2017 Fiscal Year Annual Research Report
Verification of a possibility for valence fluctuation in uranium compounds probed by high-resolution x-ray spectroscopy under multiple extreme conditions
Project/Area Number |
15K05195
|
Research Institution | Japan Synchrotron Radiation Research Institute |
Principal Investigator |
河村 直己 公益財団法人高輝度光科学研究センター, 利用研究促進部門, 主幹研究員 (40393318)
|
Project Period (FY) |
2015-04-01 – 2018-03-31
|
Keywords | ウラン化合物 / 量子臨界現象 / 価数ゆらぎ |
Outline of Annual Research Achievements |
本研究課題では、5f電子が生み出すエキゾチックな物性をミクロな観点から理解するために、複合極限環境(低温・強磁場・高圧)下でのウラン化合物のウラン価数をX線分光測定によって評価し、量子臨界現象との関連性が示唆されている価数ゆらぎの可能性を探索することを目的としている。今年度は、主として以下の4つの項目について実施した。 1.強磁場下X線分光測定法の構築:低温・強磁場下測定を実現するため、ウラン化合物を封入する専用セルの開発を行い、様々なウラン化合物のウラン価数の温度・磁場依存性の測定に成功した.ウラン価数の温度変化や磁場変化はほとんど観測されなかったものの、価数が温度変化する物質をはじめて見出した。 2.高圧下X線分光法の構築:ウラン価数が温度変化する物質に対し、室温・高圧下でのウラン価数の圧力依存性の測定を実現した。
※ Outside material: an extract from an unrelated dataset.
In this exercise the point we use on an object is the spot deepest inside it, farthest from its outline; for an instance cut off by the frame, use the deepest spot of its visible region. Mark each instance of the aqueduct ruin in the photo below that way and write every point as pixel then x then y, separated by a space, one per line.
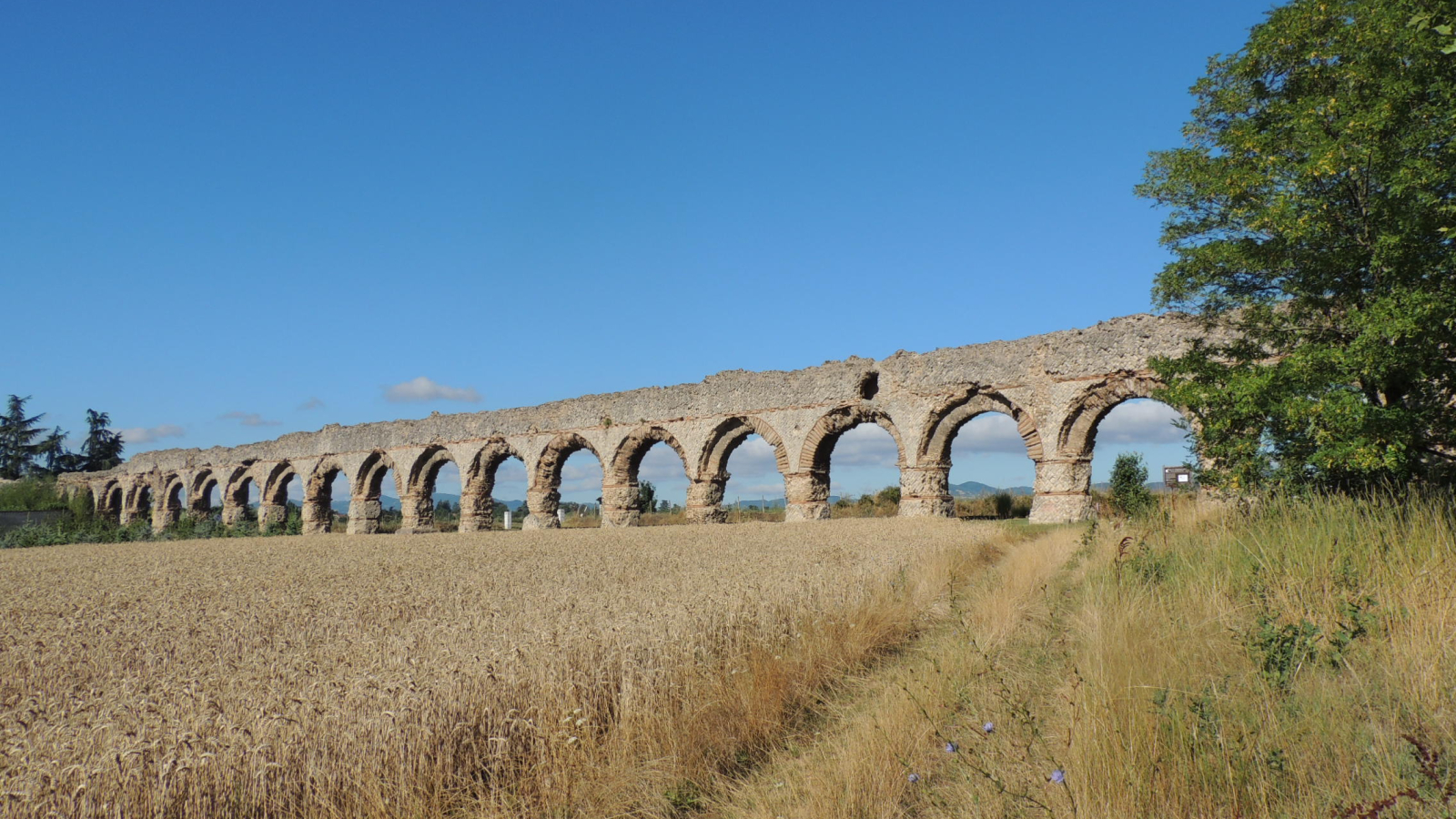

ウラン価数の圧力変化量は、温度変化量に対して3倍以上大きく、ウラン原子間距離との相関が示唆される結果が得られた。 3.ウラン価数の相図作成:上記1、2の結果に基づき、ウラン価数の温度-磁場-圧力相図の作成を実現した。また、ウラン価数変化の特性温度および特性圧力を見出したものの、物性との相関は明らかになっておらず、量子臨界現象とウラン価数の関連性は本研究の範囲では明らかになっていない。 4.X線分光法による新たな電子状態研究手法の開発:放射光の偏光特性と光学遷移の選択則を巧みに利用することによって、X線分光法による希土類化合物に対する直接的な4f電子状態の研究手法の開発を行った。単結晶試料を用いることで、希土類元素の価数状態に加え、4f電子の結晶場基底状態や軌道秩序状態の観測が可能となった。また、本研究手法の展開を目指し、信号強度の高分解能化や明瞭化、ならびにその増大効果の観測ための新たな手法の開発を開始した。